Юрино дежурство было окончено. Пока он размывался и переодевался, Приходько из первой травматологии уже закончил осмотр пострадавшего, которого только что привезли после автокатастрофы. И уже можно было расслабиться, идти домой и даже не прислушиваться по дороге, как плачет у двери реанимационного блока немолодая растрепанная женщина, к которой Приходько вышел за пять минут до Гринева.

Но Юра машинально прислушался, на секунду приостановился – и тут же забыл о своем намерении расслабиться и ни на что не обращать внимания…

– Понимаю ваше горе, – не замечая его, негромко говорил Приходько, наклоняясь к плачущей женщине с высоты своего баскетбольного роста. – Но поймите же и вы: у меня просто нет возможности оплачивать такие препараты из своего кармана, только поэтому я…

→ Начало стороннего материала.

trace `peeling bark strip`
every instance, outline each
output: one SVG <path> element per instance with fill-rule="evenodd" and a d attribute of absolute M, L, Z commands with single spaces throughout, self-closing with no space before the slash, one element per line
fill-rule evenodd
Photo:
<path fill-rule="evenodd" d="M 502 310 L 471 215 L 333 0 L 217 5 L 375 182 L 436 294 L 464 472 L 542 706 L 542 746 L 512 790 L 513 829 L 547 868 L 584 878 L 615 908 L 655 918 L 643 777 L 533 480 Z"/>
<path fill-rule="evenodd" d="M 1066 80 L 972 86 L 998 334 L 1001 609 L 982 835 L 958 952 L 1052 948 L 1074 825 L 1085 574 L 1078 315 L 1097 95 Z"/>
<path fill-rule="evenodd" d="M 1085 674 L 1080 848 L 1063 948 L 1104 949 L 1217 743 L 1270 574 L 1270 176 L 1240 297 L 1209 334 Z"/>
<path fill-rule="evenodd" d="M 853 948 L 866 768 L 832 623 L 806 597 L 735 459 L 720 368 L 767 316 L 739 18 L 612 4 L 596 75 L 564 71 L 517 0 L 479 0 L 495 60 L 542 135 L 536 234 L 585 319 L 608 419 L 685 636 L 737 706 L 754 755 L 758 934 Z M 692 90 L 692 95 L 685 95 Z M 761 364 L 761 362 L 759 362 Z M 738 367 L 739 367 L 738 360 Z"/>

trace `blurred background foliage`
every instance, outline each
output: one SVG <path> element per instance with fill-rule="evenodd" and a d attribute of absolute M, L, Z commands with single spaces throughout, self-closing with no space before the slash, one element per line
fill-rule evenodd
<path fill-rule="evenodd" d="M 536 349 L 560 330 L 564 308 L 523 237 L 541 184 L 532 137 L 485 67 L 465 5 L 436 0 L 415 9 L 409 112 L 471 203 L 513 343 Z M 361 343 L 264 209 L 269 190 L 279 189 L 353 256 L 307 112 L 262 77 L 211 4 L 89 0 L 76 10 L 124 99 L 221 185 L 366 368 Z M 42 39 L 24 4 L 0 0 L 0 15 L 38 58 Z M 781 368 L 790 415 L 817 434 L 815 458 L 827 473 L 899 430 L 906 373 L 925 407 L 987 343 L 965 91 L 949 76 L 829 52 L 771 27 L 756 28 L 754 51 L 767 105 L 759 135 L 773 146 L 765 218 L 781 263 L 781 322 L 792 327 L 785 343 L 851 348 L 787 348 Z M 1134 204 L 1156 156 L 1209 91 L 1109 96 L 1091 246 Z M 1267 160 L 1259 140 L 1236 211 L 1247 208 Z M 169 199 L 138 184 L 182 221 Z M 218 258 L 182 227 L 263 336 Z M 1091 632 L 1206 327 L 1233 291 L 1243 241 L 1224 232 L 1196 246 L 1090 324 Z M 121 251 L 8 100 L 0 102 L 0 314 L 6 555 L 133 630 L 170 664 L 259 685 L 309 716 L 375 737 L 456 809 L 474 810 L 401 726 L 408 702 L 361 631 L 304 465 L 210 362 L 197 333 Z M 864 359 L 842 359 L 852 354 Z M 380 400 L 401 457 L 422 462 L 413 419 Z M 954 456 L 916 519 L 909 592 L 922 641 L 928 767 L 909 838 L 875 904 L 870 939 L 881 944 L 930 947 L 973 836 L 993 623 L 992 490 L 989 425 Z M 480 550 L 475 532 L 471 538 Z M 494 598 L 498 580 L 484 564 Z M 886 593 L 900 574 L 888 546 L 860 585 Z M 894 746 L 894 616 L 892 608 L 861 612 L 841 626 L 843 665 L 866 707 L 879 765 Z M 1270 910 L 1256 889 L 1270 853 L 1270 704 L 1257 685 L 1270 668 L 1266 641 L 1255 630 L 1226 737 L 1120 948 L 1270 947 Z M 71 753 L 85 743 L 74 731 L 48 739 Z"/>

– Я понимаю, доктор, понимаю, – всхлипывала женщина, теребя в руках носовой платок. – Но у меня же нисколько нет с собой, я же не знала, я так растерялась, когда мне позвонили, это же мой сын, вы поймите, все так неожиданно, вы только уколите сейчас, а деньги я потом сразу же привезу, вы поверьте, у меня есть, я и сестре позвоню сейчас… сейчас же… Вы только сейчас сделайте ему этот укол, потом же поздно будет!

Последнюю фразу она уже выкрикнула, хотя по-прежнему говорила едва слышным голосом. Но такое отчаяние прозвучало в нем, что это был действительно крик, и сила звука была неважна.

Гринев почувствовал, как в глазах у него темнеет и он перестает соображать, что делает. Все могло быть: сестричка могла почаще забегать в палату к больному, который за каждый укол или процедуру совал ей шоколадку, санитарка могла наорать на «бесхозного» старика с энурезом, перестилая ему постель, врач мог взять деньги за то, чтобы не фиксировать опьянение в больничном листе… Но был предел, которого никто из них переступить не мог.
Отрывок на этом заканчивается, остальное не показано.